Comment by t8sr

13 hours ago

(I’m an astrophysics undergrad.) Black holes aren’t composed of anything, they’re just defined by their charge, spin and mass equivalent.

Dust clouds have those mass ranges. It’s not a galaxy-scale mass by any measure.

This thread has a lot of CS people being confident about physics.

I was always surprised that when we talk about BHs mass, charge, and spin that we really mean U(1) (electromagnetic) gauge charge and not charges from global symmetries. (If BHs had global charge, you could at least say that this or that black hole was made out of N baryons, or whatever.)

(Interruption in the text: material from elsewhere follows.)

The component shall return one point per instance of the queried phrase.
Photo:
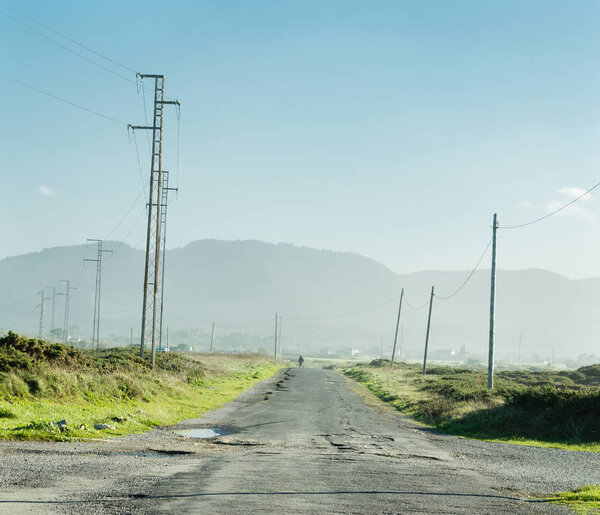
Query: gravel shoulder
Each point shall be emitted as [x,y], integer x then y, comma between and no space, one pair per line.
[303,441]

But it's really so---according to GR, black holes don't have global charges. So even if you see a star made out of baryons collapse into a black hole, once the BH settles down into a steady state you can't say it's "really" got baryons inside: the baryon number gets destroyed.

(Of course, a different model of gravity that preserves unitarity might upset this understanding.)

I mean, I included a disclaimer... But regardless, you appear to be wrong on both counts (or at least contradicting Wikipedia):

1. "The presence of a black hole can be inferred through its interaction with OTHER MATTER and with electromagnetic radiation such as visible light." https://en.wikipedia.org/wiki/Black_hole

2. "A dwarf galaxy is a small galaxy composed of ABOUT 1000 up to several billion stars" https://en.wikipedia.org/wiki/Dwarf_galaxy

Darn astrophysics majors being confident about astronomy! ;)

  • 1. Your argument is about the grammar of a sentence about black holes on Wikipedia? This isn’t some kind of gotcha.

    2. I missed the dwarf part, but think about what you’re arguing: the mass range of a loosely defined category (the lower bound of a few thousands is not one I’ve ever heard, btw) that has nothing to do with the paper in question. Collections of stars of any kind produce light. This doesn’t. What are you saying?

    What do you think physicists do all day?